Keep in mind that each program type – facilitated group programs, skills-building intensives, internships, and volunteer options - all require a unique subset of due diligence questions – however, they all share my TLC Test. For me, failing any one aspect of the TLC Test sends up a ‘red flag’ and most often ends my interest in the option as a possible addition to our data base.


The goal in performing my TLC Test is to gain a level of comfort and confidence in recommending a provider to students and families. And remember, all the answers to these questions should be easily found on the website. Familiarize yourself with the answers you are able to identify in order to formulate a series of clarifying questions to ask when you reach out to engage in a conversation with the provider. It will provide you with the opportunity to dig deeper into what is shared on the website.


The most important component of my TLC Test is Transparency. Is the information provided in an honest, straightforward manner?


Some of the questions that may be helpful include:

  • Who are the principals? 
  • Does the site provide direct contact information, an email address other than “info@” a telephone number? 
  • Are the principals involved in the day-to-day operations? 
  • How far removed are they from what’s happening on the ground? 
  • Do they operate as a corporation? An LLC? A nonprofit? 
  • Can you find the Terms & Conditions? 
  • Is the cost revealed? Do they share what’s included? Not included? Are there additional costs?
  • What is the refund policy?
  • Is the site current? When was the last update?
  • Do the internal links work? 
  • Is the information current?
  • Is there a comprehensive Menu that directs to you the specific information you are looking for?
  • Can you easily locate the FAQs?

When looking at Legitimacy, I’m looking to see if the provider is reputable, do they have a favorable standing in the experiential gap industry? 

Some questions that may be helpful to you might include:

  • Are they licensed to do business by any state, federal, or educational entity?
  • Is there a Board of Directors? An Advisory Board?
  • Is the program accredited?
  • Are they members of recognized professional organizations? If so which organization?
  • Is there operational outside oversight?
  • What affiliations and or partners have they established?
  • Can you find favorable press?


Online reviews can be somewhat helpful but often can be biased. If you find negative reviews, my recommendation is that you reach out and ask for a corporate response and what, if anything, they have done internally to address the issue. 


When I’m testing for Competency, I want to know about leadership skills and professionalism, experience, and training.


Your list of questions might include:

  • Can I “Meet the Team?” by reading biographies that include educational and specialized training certifications? 
  • Years of experience in the field?
  • Can I see a photo to put a name to a face?
  • Can I reach members of the team directly by a personal business email address or direct telephone number?
  • Is the Executive Director accessible to me? How long has he/she worked for the organization? Where did he/she work previously?
  • How long has the business been in operation?
  • What qualifications are required of staff to work with students?
  • What type of training is provided to staff who work directly with students?
  • Is there a Code of Ethics?


Prior to embarking on your research of program providers, create a checklist, your own TLC TEST, a series of questions that are most important to you so that you can perform your own due diligence. Listen to your gut. Watch for the red flags. 

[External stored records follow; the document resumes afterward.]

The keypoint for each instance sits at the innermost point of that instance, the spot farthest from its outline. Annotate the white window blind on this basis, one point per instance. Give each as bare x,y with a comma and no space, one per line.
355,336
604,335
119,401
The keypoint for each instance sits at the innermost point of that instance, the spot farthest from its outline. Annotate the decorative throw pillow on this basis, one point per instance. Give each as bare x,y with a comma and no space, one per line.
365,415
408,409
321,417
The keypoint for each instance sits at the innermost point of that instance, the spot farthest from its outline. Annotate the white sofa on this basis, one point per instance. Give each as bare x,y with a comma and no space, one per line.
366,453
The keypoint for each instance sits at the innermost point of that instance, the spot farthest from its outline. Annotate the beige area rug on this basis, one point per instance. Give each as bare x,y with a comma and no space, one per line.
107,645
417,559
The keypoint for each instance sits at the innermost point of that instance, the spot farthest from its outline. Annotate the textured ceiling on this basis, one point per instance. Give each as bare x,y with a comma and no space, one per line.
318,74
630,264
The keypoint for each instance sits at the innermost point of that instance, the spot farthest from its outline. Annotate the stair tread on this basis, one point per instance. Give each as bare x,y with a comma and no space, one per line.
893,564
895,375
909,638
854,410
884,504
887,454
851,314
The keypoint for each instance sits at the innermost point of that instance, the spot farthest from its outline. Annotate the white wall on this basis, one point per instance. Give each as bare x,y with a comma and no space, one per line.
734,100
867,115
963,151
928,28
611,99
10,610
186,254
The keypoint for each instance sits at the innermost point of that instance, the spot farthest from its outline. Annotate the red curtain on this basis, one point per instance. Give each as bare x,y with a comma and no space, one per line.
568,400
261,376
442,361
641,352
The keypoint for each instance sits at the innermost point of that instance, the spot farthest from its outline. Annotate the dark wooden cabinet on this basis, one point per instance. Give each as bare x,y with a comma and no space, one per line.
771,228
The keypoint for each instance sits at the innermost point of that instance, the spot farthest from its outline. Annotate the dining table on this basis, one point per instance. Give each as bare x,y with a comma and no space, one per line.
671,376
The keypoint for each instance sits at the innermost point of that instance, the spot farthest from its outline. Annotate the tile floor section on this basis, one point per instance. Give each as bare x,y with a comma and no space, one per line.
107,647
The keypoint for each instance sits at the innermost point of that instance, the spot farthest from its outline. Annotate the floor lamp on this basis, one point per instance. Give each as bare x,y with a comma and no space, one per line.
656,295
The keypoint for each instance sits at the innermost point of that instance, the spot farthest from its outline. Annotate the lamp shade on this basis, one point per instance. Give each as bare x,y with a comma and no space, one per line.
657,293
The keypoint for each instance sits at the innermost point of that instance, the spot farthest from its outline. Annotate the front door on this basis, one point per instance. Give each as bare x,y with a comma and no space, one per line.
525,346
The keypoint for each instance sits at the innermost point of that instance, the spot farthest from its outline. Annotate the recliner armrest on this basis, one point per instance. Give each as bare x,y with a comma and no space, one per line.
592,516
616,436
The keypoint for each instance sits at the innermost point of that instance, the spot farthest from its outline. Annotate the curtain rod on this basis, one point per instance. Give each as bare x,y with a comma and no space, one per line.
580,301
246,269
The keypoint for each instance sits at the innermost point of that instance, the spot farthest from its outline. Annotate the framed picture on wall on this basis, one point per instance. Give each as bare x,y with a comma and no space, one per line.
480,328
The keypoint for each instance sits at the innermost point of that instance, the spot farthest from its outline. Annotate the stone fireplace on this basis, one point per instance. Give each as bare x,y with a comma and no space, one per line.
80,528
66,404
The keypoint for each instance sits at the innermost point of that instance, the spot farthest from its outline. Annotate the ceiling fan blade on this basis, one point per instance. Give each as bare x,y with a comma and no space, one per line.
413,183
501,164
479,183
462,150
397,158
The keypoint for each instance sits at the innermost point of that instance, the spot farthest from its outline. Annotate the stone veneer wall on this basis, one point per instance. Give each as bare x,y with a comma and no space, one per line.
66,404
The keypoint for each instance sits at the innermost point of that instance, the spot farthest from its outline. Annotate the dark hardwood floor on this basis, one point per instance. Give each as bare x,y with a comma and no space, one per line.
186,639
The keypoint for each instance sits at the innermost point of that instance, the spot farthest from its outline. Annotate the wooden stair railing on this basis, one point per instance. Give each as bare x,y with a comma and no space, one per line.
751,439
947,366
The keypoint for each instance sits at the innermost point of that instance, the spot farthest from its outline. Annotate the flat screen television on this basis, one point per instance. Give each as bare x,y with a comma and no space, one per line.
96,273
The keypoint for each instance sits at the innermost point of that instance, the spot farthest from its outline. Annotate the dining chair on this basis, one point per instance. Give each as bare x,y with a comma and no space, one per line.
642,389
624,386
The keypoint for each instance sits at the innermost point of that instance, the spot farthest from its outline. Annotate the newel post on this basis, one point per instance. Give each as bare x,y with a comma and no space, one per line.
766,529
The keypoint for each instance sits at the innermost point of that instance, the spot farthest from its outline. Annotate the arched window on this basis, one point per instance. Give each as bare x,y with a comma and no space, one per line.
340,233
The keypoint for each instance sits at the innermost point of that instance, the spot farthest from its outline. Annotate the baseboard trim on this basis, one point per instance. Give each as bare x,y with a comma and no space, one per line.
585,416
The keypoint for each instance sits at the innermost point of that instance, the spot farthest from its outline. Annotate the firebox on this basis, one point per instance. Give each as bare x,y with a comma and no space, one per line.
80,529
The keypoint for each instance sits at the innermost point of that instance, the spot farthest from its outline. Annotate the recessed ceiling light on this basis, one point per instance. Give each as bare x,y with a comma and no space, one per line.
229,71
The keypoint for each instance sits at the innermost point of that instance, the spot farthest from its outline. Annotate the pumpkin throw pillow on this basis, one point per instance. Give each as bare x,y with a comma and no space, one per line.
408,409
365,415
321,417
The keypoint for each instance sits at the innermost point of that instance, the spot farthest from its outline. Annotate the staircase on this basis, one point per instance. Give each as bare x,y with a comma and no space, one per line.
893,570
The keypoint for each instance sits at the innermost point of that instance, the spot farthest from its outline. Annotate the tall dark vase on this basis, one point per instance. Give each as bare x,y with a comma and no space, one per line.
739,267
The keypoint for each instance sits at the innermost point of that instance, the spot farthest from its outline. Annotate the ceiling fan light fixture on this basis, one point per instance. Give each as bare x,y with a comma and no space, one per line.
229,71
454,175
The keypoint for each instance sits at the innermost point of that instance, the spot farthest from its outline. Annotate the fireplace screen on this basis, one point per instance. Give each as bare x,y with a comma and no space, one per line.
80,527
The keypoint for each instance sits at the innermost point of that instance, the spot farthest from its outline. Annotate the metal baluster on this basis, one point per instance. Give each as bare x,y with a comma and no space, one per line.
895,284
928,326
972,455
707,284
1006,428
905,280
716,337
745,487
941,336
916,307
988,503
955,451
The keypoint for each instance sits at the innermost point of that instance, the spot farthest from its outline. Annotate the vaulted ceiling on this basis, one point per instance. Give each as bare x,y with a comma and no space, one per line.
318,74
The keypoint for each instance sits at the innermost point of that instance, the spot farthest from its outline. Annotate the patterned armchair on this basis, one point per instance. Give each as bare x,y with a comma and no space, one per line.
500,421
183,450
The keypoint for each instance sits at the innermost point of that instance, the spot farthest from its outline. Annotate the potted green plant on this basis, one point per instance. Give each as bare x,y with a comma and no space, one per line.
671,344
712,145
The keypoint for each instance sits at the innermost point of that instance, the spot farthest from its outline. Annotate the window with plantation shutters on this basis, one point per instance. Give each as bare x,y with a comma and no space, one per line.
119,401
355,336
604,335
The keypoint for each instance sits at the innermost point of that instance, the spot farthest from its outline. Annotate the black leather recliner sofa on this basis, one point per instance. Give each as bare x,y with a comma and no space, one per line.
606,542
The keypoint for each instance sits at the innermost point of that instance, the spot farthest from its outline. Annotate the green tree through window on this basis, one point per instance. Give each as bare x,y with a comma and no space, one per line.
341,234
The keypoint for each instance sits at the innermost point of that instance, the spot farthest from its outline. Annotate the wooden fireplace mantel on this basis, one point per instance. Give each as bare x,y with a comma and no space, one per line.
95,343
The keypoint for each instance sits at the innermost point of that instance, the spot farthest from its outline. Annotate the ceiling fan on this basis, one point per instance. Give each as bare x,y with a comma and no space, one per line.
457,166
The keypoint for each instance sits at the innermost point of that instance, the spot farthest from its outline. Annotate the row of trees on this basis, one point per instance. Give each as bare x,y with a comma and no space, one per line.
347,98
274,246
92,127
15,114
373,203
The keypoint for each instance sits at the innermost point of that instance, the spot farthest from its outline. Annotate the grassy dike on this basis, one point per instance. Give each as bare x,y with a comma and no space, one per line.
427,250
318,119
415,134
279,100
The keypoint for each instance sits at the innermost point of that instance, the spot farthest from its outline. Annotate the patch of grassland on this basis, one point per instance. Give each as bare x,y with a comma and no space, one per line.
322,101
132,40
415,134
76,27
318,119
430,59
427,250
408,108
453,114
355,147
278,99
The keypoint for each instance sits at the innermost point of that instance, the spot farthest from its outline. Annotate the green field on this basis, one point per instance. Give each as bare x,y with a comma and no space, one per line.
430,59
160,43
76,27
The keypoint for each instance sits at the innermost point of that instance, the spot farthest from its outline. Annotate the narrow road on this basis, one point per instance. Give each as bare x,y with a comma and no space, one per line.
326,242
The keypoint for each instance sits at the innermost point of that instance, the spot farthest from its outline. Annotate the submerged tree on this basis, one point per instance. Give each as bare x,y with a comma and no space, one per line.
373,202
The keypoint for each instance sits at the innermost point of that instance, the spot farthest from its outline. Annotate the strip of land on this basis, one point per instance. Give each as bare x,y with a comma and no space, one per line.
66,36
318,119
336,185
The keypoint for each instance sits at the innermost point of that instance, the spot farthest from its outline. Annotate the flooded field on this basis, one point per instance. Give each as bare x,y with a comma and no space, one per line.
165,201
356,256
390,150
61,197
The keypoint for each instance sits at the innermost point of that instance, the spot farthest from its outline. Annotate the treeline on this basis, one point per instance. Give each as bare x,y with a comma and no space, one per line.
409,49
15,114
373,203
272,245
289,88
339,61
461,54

There are several very helpful resources to aid in your research that include vetting/accreditation bodies committed to standards of excellence and principles and practices as guidelines for good programming and have stringent criteria requirements such as the Gap Year Association, the Year Out Group, and the International Volunteer Association. 


Working with an accredited gap year counselor can definitely be beneficial in helping your family plan and navigate gap time. At Interim we have already done this program vetting for you as well as heard directly from students who have recently attended options you are considering.